Apresentado nesta quinta-feira, o atacante Leandro Damião pode dar prejuízo ao Santos. Quando vender o jogador, em no máximo cinco anos – prazo do contrato do jogador com o clube -, o Peixe precisará devolver os R$ 42 milhões emprestados pelo fundo de investimento Doyen Sports com juros de 10% ao ano. Caso o Alvinegro Praiano não pague o montante aos investidores, bens materiais do clube serão penhorados.
Ao Doyen Sports, o atacante custou € 13 milhões (segundo a cotação da época, cerca de R$ 42 milhões). O fundo de investimento, porém, funciona como um banco. Neste caso, por exemplo, o Peixe escolheu que jogador queria, o Internacional apresentou o valor que queria, e o Doyen desembolsou o montante. Mas o Alvinegro precisa devolver a quantia.

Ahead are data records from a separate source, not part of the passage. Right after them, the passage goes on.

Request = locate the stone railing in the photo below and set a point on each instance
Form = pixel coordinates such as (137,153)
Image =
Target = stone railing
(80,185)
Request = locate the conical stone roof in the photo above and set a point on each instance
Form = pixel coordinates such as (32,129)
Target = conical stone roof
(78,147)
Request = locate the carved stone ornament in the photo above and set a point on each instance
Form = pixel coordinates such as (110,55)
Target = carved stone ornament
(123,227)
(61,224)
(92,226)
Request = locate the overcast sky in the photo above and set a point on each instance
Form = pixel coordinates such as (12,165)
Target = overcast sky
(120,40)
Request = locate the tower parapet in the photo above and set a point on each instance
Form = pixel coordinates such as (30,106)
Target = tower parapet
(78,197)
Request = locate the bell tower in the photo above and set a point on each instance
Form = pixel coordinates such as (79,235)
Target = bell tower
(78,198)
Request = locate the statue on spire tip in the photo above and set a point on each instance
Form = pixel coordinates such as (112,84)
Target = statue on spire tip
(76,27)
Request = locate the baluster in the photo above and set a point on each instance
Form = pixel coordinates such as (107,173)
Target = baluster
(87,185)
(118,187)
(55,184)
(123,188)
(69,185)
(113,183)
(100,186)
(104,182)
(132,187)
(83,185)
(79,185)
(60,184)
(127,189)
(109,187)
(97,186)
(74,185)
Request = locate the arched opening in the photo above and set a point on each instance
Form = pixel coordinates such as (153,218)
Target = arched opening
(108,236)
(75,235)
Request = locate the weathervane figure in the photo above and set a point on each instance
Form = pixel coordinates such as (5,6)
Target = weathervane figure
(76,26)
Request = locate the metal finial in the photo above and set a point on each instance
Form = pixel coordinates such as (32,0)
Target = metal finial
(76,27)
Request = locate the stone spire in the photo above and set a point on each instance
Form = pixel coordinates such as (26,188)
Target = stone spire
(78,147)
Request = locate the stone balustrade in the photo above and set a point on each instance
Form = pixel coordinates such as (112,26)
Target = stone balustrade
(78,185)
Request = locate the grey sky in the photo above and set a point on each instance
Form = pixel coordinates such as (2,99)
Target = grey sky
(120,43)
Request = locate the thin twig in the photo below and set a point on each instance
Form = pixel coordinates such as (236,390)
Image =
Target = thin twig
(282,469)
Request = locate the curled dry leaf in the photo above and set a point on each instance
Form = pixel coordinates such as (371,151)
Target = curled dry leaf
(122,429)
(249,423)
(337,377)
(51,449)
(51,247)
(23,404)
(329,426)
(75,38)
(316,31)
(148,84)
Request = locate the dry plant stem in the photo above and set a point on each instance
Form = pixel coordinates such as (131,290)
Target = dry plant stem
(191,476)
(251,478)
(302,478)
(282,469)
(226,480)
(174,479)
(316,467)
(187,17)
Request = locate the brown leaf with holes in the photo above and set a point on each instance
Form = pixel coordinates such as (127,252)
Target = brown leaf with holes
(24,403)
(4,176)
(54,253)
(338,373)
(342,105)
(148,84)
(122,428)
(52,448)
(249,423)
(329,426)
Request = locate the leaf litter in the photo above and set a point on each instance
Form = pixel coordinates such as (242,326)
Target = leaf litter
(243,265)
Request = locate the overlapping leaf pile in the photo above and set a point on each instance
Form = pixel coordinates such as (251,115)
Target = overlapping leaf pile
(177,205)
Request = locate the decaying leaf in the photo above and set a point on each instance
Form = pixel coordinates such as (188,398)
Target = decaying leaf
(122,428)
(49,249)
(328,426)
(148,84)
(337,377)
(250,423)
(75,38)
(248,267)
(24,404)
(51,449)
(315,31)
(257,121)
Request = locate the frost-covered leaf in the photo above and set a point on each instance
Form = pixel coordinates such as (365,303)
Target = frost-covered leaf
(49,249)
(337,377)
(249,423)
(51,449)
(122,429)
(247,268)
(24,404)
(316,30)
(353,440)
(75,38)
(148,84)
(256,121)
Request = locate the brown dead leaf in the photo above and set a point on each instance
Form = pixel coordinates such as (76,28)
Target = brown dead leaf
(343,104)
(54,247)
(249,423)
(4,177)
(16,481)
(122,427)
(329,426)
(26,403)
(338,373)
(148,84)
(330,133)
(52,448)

Como na Europa, onde empresas não podem ter participação em direitos econômicos de atletas, o fundo envolvido nessa negociação também não tem qualquer porcentagem do passe de Damião. Por isso, o valor desembolsado, mais os juros, precisa ser devolvido pelo Peixe em até cinco anos.
- A Doyen é um fundo como outros que, na Europa, são importantes para compra de jogadores por conta do Fair Play Financeiro, que deve ser implantado em breve no Brasil. O Santos escolhe o jogador, negocia valores com o clube e faz contrato com a Doyen, que repassa o dinheiro, e o Santos contrata. Os direitos federativos (de Leandro Damião) são do Santos – explicou o presidente em exercício do Alvinegro Praiano, Odílio Rodrigues.